Talk

Tricking Neural Networks : Explore Adversarial Attacks

Friday, May 24

16:20 - 16:50
RoomTagliatelle
LanguageEnglish
Audience levelIntermediate
Elevator pitch

Large Language Models are pretty cool, but we need to be aware of how they can be compromised. I will show how neural networks are vulnerable to attacks through an example of an adversarial attack on deep learning models in Natural Language Processing(NLP).

Abstract

Large Language Models are pretty cool, but we need to be aware of how they can be compromised. I will show how neural networks are vulnerable to attacks through an example of an adversarial attack on deep learning models in Natural Language Processing(NLP). We’ll explore the mechanisms used to attack models, and you’ll get a new way to think about the security of deep learning models.

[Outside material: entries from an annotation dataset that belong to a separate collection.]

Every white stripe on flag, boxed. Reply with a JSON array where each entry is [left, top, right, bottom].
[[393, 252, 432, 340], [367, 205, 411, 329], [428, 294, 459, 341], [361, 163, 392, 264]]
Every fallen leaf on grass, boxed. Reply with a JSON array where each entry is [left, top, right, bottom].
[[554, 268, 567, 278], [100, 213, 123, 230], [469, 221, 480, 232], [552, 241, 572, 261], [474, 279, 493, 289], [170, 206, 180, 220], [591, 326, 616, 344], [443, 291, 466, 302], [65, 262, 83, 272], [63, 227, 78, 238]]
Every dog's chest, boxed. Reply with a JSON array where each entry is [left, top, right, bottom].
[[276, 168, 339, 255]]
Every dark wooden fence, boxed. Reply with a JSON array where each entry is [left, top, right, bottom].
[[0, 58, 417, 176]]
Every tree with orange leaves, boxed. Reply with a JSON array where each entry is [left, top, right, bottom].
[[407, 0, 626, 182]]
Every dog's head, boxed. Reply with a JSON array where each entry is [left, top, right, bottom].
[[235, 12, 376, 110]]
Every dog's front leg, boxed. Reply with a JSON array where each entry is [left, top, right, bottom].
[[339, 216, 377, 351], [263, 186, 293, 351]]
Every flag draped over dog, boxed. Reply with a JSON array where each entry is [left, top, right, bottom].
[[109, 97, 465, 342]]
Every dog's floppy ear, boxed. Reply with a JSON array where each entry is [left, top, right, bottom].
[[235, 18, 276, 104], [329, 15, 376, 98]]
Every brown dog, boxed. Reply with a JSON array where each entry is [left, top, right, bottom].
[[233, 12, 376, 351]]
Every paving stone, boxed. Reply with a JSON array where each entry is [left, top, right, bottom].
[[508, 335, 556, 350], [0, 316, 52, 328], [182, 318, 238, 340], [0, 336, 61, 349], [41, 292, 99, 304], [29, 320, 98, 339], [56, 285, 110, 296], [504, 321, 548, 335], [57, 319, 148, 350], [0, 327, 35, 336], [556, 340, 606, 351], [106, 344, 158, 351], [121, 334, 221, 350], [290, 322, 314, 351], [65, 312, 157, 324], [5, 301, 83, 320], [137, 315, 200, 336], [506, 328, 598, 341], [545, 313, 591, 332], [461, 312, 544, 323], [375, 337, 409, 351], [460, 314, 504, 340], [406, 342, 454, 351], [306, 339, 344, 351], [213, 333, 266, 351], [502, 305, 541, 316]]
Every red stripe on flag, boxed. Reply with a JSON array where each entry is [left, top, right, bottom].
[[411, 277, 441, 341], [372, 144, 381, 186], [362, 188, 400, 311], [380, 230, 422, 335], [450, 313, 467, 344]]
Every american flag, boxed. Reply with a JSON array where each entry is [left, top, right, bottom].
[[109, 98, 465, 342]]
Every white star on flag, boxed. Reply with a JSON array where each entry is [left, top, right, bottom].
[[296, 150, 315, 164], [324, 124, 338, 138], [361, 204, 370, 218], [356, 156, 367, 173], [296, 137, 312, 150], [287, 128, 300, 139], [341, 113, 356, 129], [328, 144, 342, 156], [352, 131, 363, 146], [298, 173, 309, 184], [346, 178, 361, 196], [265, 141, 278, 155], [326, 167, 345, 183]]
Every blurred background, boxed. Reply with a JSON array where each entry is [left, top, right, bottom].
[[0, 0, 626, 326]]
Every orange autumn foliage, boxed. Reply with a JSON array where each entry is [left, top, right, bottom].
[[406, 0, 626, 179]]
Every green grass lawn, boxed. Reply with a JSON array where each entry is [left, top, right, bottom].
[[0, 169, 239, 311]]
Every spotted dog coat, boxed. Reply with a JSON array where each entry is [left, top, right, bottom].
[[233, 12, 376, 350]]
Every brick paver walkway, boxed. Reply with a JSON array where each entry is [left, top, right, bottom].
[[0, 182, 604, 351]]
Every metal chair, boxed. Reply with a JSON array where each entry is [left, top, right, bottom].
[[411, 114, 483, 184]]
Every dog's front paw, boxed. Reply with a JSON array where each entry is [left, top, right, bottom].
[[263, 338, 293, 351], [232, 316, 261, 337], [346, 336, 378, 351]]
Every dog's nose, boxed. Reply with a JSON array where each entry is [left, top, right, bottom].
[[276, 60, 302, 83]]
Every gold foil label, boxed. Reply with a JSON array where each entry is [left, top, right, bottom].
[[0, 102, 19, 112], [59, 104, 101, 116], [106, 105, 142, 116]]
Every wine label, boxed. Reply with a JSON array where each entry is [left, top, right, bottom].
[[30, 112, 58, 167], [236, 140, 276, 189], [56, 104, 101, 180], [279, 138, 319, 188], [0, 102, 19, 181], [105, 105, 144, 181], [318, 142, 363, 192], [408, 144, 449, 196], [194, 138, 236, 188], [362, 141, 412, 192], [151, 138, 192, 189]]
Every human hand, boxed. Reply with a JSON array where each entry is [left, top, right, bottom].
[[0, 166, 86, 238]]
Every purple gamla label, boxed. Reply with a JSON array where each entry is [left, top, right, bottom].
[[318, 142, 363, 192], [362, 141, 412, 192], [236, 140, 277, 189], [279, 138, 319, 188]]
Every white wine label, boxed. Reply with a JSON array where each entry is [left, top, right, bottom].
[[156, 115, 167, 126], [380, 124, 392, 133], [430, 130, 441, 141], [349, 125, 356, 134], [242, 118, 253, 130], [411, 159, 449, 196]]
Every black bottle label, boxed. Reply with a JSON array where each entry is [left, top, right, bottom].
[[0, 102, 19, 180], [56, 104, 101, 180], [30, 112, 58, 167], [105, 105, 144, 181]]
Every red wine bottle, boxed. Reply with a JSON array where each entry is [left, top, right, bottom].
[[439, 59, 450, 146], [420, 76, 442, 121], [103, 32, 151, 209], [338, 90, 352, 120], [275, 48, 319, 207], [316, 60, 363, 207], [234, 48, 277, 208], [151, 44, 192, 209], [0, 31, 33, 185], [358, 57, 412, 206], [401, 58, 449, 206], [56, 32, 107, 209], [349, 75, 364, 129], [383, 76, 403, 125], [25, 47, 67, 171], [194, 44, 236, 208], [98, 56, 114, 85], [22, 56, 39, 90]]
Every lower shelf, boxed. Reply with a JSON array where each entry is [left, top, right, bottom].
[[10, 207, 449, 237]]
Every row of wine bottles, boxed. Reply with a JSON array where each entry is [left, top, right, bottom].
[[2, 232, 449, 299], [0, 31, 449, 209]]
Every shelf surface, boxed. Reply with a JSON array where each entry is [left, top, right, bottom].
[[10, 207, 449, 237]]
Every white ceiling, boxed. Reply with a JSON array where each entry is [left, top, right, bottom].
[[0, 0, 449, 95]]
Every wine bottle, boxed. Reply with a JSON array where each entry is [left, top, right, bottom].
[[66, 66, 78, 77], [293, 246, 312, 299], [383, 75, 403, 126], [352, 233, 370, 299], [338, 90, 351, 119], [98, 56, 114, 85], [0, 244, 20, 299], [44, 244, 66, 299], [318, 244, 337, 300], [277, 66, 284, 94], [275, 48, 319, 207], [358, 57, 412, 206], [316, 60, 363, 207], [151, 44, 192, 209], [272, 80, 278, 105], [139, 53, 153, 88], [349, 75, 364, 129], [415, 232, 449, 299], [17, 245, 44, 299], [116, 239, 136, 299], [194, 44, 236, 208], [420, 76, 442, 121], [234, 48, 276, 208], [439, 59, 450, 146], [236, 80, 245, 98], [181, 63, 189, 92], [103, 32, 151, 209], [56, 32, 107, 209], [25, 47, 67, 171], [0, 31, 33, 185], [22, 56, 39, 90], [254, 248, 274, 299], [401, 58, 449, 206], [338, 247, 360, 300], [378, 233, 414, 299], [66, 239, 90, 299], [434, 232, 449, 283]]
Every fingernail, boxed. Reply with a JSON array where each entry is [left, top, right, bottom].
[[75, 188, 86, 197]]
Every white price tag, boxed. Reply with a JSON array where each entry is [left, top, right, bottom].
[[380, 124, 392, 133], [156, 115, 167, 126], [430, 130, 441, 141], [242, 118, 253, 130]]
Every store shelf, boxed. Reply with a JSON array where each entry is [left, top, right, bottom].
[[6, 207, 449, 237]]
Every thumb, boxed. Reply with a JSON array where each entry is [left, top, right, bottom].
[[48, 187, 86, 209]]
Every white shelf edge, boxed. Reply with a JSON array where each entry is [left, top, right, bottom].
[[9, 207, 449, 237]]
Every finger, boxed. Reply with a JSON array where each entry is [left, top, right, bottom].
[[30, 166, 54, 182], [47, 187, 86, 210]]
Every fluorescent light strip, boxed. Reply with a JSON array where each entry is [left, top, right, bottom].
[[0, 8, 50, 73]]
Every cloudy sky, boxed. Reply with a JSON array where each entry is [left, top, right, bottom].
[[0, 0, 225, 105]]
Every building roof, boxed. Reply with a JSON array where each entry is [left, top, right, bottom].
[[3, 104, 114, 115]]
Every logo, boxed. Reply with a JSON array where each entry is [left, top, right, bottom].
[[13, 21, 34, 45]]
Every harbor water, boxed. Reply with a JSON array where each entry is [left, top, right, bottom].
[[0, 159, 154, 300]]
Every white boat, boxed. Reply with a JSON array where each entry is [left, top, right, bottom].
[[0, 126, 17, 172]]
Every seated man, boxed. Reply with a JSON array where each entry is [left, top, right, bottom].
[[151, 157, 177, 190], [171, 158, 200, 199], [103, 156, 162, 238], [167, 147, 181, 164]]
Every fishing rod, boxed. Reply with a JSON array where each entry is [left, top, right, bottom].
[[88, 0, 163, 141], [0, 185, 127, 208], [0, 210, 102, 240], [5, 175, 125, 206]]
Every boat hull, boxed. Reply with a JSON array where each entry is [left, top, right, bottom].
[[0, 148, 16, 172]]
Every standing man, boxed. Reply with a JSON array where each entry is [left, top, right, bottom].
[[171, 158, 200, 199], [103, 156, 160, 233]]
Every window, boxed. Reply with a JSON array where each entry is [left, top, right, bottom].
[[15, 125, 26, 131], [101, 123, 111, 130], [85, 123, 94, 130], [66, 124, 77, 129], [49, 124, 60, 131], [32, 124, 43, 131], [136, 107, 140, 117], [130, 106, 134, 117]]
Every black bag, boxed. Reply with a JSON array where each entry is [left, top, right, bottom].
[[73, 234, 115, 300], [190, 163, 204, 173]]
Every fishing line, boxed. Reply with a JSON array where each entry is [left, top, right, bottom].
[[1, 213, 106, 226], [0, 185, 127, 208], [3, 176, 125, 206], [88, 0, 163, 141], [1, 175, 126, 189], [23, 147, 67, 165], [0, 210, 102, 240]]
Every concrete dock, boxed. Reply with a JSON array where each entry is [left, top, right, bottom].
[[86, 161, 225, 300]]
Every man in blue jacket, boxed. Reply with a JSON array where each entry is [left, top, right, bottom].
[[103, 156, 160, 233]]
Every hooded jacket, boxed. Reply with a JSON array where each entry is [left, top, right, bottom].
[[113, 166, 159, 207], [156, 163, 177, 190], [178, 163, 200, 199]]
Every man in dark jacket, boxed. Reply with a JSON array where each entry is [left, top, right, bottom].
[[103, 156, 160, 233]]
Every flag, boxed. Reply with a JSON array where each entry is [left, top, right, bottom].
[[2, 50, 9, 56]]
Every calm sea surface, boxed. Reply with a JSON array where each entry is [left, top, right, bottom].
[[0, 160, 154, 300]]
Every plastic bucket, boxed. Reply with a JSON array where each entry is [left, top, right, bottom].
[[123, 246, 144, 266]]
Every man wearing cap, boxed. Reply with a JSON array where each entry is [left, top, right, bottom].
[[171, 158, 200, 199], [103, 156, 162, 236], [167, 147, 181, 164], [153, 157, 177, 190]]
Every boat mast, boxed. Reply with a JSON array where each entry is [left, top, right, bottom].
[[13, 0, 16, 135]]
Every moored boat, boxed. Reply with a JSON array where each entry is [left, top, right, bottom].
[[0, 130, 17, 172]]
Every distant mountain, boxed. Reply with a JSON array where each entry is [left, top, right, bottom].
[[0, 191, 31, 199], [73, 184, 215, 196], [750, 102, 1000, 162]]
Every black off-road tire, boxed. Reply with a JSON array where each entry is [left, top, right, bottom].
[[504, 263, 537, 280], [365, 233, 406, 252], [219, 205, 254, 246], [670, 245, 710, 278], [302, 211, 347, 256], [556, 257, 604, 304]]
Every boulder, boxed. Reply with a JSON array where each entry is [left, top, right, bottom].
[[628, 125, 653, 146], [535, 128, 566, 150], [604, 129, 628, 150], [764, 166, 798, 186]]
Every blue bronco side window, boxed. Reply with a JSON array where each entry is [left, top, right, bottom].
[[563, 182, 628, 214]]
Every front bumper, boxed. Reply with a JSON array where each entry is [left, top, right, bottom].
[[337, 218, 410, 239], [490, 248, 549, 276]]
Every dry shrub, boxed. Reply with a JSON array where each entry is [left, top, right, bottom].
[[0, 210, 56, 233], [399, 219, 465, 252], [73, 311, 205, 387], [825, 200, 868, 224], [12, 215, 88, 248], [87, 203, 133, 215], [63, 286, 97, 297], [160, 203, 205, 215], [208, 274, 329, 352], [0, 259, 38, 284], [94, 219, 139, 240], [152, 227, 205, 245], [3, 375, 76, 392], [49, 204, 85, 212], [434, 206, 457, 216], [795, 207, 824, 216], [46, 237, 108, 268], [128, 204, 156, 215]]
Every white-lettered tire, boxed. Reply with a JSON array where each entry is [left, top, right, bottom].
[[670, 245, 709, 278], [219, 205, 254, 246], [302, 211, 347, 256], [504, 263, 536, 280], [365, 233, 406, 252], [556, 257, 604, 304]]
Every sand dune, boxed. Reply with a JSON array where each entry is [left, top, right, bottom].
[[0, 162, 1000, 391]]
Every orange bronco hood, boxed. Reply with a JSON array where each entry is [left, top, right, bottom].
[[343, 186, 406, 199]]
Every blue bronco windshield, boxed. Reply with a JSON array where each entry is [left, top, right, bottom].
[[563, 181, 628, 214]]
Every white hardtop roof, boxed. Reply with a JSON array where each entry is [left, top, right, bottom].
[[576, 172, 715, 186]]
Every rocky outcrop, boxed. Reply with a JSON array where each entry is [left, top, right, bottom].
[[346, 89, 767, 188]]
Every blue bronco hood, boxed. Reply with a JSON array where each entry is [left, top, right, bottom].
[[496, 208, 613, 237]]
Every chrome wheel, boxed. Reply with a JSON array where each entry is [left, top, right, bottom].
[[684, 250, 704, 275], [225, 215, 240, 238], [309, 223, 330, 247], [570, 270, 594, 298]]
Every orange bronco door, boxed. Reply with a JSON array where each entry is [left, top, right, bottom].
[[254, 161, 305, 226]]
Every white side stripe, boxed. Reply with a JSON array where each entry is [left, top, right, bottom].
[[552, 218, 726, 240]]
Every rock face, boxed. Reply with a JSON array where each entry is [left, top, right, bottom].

With increasing adoption of deep learning models such as Large Language Models(LLMs) in real-world applications, we should consider security and safety of the models. To address the security concerns we need to understand the model’s vulnerabilities and how they can be compromised. After all, it is hard to defend yourself when you don’t know you are under attack.

You will gain the most out of this session if you have worked with deep learning models before.

TagsSecurity, Machine-Learning, Deep Learning, Natural Language Processing
Participant

Bernice Waweru

Bernice is a software engineer with experience in an intersection of high performing backend systems, data, and machine learning.

She works with Python to build web applications and machine learning systems. She has great interest in accessibility and leveraging machine learning to build more inclusive technology that improves digital experiences for people with disabilities.

During her spare time, she likes to write tech blogs, explore various restaurants and dance.